75th Legislature, Regular Session, 1997

  • Established the instructional facilities allotment
  • Provided financial assistance to eligible school districts to pay debt service on bonds issued for the construction of academic facilities, in addition to any interest and sinking taxes in effect58

House Bill 10

79th Legislature, Regular Session, 2005

  • Appropriated $735 million from the Economic Stabilization Fund to the Texas Education Agency for the purchase of textbooks and the operation of school districts under the FSP59

House Bill 1

79th Legislature, Third Called Session, 2006

  • Compressed local maintenance and operations tax rates to 88.67 percent of the former rate
  • Authorized school districts to increase their M&O tax rates up to 17 cents above their compressed tax rates (CTRs)
  • Expanded Tier II entitlement from one level of enrichment funding to three levels:
    • Level 1 — funding based on each penny of tax effort between a school district’s LFA tax rate and its CTR
    • Level 2 — funding based on each cent of tax effort above a school district’s CTR to a maximum of 6 cents
    • Level 3 — funding based on each cent of tax effort beyond a school district’s CTR plus 6 cents
  • Every cent of increase above a school district’s CTR plus 6 cents was equalized at Austin ISD’s property wealth per student in weighted average daily attendance (WADA) and recaptured above an equalized wealth level of $319,50060

House Bill 3646

81st Legislature, Regular Session, 2009

  • Decreased M&O compression rate from 88.67 percent to 66.67 percent
  • Collapsed Tier II entitlement from three levels of enrichment funding to two:
    • Level 1 — funding based on the first 6 cents of tax effort above a school district’s CTR
      • Provided the most substantial amount of enrichment funding per WADA
      • Not subject to recapture
    • Level 2 — funding based on each cent of tax effort above a school district’s CTR plus 6 cents
      • Provided less enrichment funding per WADA than Level 1
      • Subject to recapture
      • Established a permanent Existing Debt Allotment
      • Guaranteed $35 per ADA per penny on I&S taxes to pay existing bond debt on instructional and non-instructional facilities61

House Bill 1

82nd Legislature, Regular Session, 2011

  • Reduced public education funding by an estimated $5.4 billion
  • Set Aug. 31, 2017 as the expiration date for Additional State Aid for Tax Reduction62

Senate Bill 1

83rd Legislature, Regular Session, 2013

  • Increased public education funding by an estimated $3.6 billion63

House Bill 21

85th Legislature, First Called Session, 2017

  • Established the Texas Commission on Public School Finance:
    • 13 members
    • Duties include addressing policy issues in public education and recommending improvements to current school finance system
    • Expired Jan. 8, 2019
  • Provided additional state aid to qualifying charter schools
  • Created grant programs for school districts with financial hardships and for students with certain intellectual disabilities
  • Established a six-year transition plan to combine the small and mid-size district adjustments into a single small district adjustment64

Quality and Effectiveness

In addition to shaping public school finance, the above legislation addressed aspects of school quality and effectiveness. The 1949 Gilmer-Aikin Laws, for instance, established the first minimum salary requirement for all Texas public school teachers and guaranteed students basic educational opportunities for at least 175 days per year for 12 years.

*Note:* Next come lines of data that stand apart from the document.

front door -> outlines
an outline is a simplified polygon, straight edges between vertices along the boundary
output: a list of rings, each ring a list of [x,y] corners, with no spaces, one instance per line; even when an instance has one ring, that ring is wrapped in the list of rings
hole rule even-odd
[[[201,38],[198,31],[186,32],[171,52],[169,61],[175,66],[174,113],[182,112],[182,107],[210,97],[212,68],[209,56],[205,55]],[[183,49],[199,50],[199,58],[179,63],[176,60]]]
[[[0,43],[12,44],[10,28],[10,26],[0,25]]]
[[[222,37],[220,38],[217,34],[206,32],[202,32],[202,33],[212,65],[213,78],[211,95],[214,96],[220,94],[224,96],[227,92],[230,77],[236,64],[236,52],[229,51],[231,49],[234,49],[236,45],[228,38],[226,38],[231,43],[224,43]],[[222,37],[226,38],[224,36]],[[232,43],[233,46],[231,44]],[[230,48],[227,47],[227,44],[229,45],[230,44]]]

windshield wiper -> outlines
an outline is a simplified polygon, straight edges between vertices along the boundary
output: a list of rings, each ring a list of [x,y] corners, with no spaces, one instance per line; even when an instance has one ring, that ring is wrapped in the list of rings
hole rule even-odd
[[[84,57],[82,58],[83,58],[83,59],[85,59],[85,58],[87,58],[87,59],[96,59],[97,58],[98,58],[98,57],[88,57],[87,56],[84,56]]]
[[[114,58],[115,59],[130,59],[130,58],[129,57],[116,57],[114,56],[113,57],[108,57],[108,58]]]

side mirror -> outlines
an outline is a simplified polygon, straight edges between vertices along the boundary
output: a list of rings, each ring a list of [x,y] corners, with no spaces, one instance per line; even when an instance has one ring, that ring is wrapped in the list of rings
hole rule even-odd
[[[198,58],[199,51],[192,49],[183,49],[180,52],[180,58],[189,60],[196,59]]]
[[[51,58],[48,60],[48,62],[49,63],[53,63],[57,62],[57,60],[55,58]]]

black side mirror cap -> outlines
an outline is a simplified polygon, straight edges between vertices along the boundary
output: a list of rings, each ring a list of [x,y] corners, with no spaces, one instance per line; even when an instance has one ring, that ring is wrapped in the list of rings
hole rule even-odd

House Bill 72 (68th Legislature, Second Called Session, 1984) attempted to attract and retain high-quality teachers by increasing salaries, creating a merit-based career ladder and requiring competency exams. The law also attempted to improve student accountability by requiring school districts to restrict the number of allowable absences, employ discipline management programs and administer exit exams to graduating students.

Senate Bill 1 (71st Legislature, Fourth Called Session, 1990) devoted entire articles to amending state law relating to school accountability, efficiency and performance incentives.